Prosper.com + Kiva.org = myc4.com (I just loaned €15) - rms
http://myc4.com/Portal/Default.aspx

======
rms
I can't see detailed information about the loan listings until I upload €15...
annoying, but I wanted to see the loan listings enough that I uploaded €15.

My money is going to Faith Masaba who wants to buy more equipment for her
restaurant/catering business, like a microwave. I get 13%. Faith is borrowing
€700.00. Faith says her TV, refrigerator, and furniture are collateral. So
this is really like a more exploitative version of Kiva that has done away
with the pretension of being a non-profit and instead is copying Prosper's
model. Go capitalism.

My prosper investments all bombed when the credit markets collapsed, Africa is
(bizarrely) probably a more stable place for p2p lending than Prosper.

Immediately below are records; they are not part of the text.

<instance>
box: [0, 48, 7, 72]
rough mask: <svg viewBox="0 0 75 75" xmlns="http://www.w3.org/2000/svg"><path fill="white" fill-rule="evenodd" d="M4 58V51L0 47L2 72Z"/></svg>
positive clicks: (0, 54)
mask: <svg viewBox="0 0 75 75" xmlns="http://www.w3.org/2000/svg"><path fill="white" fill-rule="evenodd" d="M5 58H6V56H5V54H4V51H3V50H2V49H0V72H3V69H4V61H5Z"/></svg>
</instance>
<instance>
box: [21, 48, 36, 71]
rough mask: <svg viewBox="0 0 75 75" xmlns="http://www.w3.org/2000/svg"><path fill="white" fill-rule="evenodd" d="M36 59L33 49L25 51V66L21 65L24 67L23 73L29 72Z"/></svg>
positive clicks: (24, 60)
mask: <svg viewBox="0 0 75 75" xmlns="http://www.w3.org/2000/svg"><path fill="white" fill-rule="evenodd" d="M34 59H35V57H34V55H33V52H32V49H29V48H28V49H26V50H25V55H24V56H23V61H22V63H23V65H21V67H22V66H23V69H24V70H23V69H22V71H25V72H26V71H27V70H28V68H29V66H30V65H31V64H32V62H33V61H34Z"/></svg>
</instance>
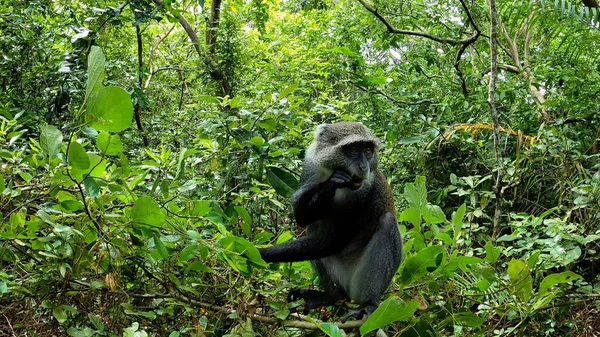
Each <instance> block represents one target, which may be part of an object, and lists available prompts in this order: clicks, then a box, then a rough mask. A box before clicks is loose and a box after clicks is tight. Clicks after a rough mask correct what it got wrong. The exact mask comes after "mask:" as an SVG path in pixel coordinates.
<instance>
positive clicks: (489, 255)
mask: <svg viewBox="0 0 600 337" xmlns="http://www.w3.org/2000/svg"><path fill="white" fill-rule="evenodd" d="M485 252H486V255H485V260H486V261H487V262H489V263H494V262H496V261H498V259H499V258H500V253H502V247H498V248H495V247H494V246H493V245H492V242H491V241H488V242H486V244H485Z"/></svg>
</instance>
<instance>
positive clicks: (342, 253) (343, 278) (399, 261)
mask: <svg viewBox="0 0 600 337" xmlns="http://www.w3.org/2000/svg"><path fill="white" fill-rule="evenodd" d="M348 146H351V147H352V146H357V148H358V149H360V152H358V154H357V155H352V154H350V155H349V154H348V152H347V150H346V151H345V150H344V149H347V147H348ZM367 148H369V149H371V148H372V149H373V151H372V154H371V153H370V152H367ZM378 148H379V142H378V140H377V139H376V138H375V137H374V136H373V134H372V133H371V131H369V129H367V128H366V127H365V126H364V125H362V124H361V123H351V122H342V123H336V124H322V125H319V126H318V127H317V129H316V130H315V133H314V139H313V142H312V144H311V145H310V146H309V148H308V149H307V151H306V156H305V159H304V169H303V171H302V176H301V179H300V186H299V188H298V190H297V191H296V193H294V196H293V202H294V211H295V217H296V221H297V222H298V224H299V225H300V226H307V227H308V235H307V236H304V237H301V238H299V239H297V240H293V241H288V242H286V243H284V244H281V245H277V246H273V247H270V248H264V249H261V250H260V252H261V255H262V256H263V259H265V261H268V262H275V261H278V262H282V261H301V260H311V263H312V265H313V268H314V269H315V271H316V272H317V273H318V275H319V277H320V281H321V286H322V287H323V288H324V290H325V292H324V293H323V294H322V296H319V295H318V293H319V292H316V291H314V290H300V291H295V292H294V293H293V295H298V296H300V297H304V299H305V301H306V304H307V307H308V308H312V307H315V306H319V305H323V304H330V302H333V301H335V300H338V299H340V298H344V297H345V298H348V299H351V300H354V301H355V302H357V303H359V304H360V307H359V311H357V312H352V313H351V314H352V315H354V314H355V313H357V314H362V313H367V314H369V313H370V312H372V311H373V310H374V309H375V308H376V305H377V303H378V302H379V299H380V296H381V295H382V294H383V292H384V291H385V290H386V288H387V287H388V286H389V284H390V282H391V280H392V278H393V276H394V274H395V272H396V270H397V269H398V266H399V265H400V262H401V258H402V238H401V236H400V232H399V230H398V223H397V220H396V215H395V214H396V211H395V208H394V202H393V197H392V191H391V188H390V186H389V184H388V183H387V181H386V179H385V177H384V176H383V174H382V173H381V171H380V170H379V168H378V160H377V149H378ZM363 151H364V152H363ZM367 153H368V155H367ZM357 186H359V187H357Z"/></svg>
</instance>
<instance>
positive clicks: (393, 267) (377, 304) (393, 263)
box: [344, 212, 402, 319]
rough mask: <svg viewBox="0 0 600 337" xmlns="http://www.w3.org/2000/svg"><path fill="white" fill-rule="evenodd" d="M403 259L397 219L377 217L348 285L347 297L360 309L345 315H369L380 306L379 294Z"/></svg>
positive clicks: (401, 242)
mask: <svg viewBox="0 0 600 337" xmlns="http://www.w3.org/2000/svg"><path fill="white" fill-rule="evenodd" d="M401 259H402V238H401V236H400V232H399V230H398V222H397V221H396V217H395V216H394V215H393V214H392V213H390V212H388V213H386V214H384V215H383V216H382V217H381V218H379V225H378V227H377V231H376V232H375V234H374V235H373V237H372V238H371V240H370V241H369V243H368V244H367V246H366V247H365V251H364V253H363V254H362V256H361V258H360V260H359V262H358V264H357V266H356V269H355V271H354V274H353V278H352V283H351V285H350V289H349V292H350V294H349V295H350V298H352V299H354V300H359V303H360V306H359V307H358V308H357V309H354V310H352V311H350V312H349V313H348V314H346V315H345V316H344V319H347V318H349V317H355V318H357V319H358V318H360V317H361V316H362V315H363V314H366V315H370V314H371V313H372V312H373V311H375V309H377V305H378V303H379V300H380V297H381V294H383V293H384V292H385V290H386V289H387V287H388V286H389V285H390V282H391V281H392V278H393V277H394V274H395V273H396V271H397V270H398V267H399V266H400V262H401Z"/></svg>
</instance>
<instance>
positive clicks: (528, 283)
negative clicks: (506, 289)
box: [508, 259, 533, 303]
mask: <svg viewBox="0 0 600 337" xmlns="http://www.w3.org/2000/svg"><path fill="white" fill-rule="evenodd" d="M508 278H509V280H510V288H509V289H510V290H511V291H512V292H514V294H515V295H516V296H517V297H518V298H519V299H521V301H523V302H524V303H528V302H529V299H530V298H531V292H532V286H533V278H532V277H531V274H530V273H529V268H527V264H525V262H523V261H521V260H514V259H513V260H511V261H510V262H509V263H508Z"/></svg>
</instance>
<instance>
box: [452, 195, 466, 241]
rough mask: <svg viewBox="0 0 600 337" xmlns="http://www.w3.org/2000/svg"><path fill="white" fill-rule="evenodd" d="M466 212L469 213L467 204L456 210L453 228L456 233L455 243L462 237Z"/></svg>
mask: <svg viewBox="0 0 600 337" xmlns="http://www.w3.org/2000/svg"><path fill="white" fill-rule="evenodd" d="M466 212H467V204H462V205H460V207H459V208H458V209H457V210H456V212H455V213H454V215H453V216H452V228H453V231H454V242H455V243H456V241H457V240H458V237H459V236H460V232H461V230H462V225H463V219H464V218H465V214H466Z"/></svg>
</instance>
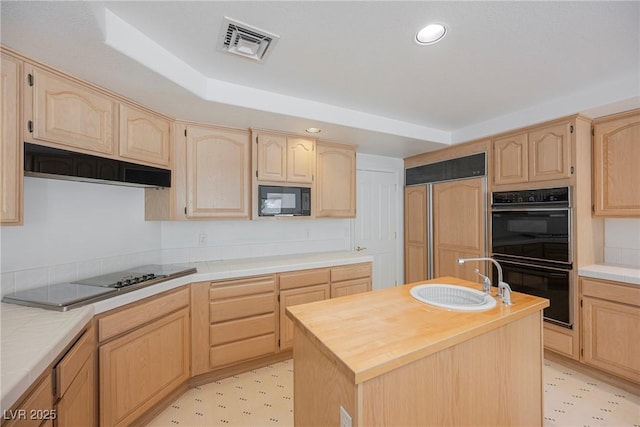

You
also get the advantage of working in the Euro.

    
    
      Faith Masaba  	
      Local Restaurant
      [Uganda] Uganda
      Faith owns a local restaurant and offers catering services as well. She   
      would like to purchase more equipment like food warmers and a 
      microwave. This will enable her to serve a wider client base.
    
    
      Total Amount: 	€700 (Issued in: Local Currency)
      Wanted Interest Rate: 	13.00% p.a.
      Current Interest Rate: 	13.42% p.a.
      Transaction Cost: 	36.77%
      Total cost for Business: 	50.20% (APR) / €117.38
      Payback Period: 	9 months
      Provided by: 	FED
      Lender: 	CMC
      Entrepreneur: 	N/A
      Bidding ends: 	02.08.2008 10:37 CET *
      * The Provider reserves the right to close fully funded Businesses with   
      24 hours notice.
      Investment Status: 	
      Multiple Investors
      16% has been bid. You can still bid up to €585.00
      Provider Statistics 	 
      MyC4 Partner Since: 	31.05.2007 12:16 CET
      Businesses Funded: 	€1,475,691.00 in 1169 Businesses
      Repayments Received: 	€361,285.99
      Defaults: 	0.02% of repayments until today
      €356.85 in 1 loan(s) defaulted

------
ph0rque
Interesting concept... I wonder if they let you do blanket investments,
similar to investing in index funds?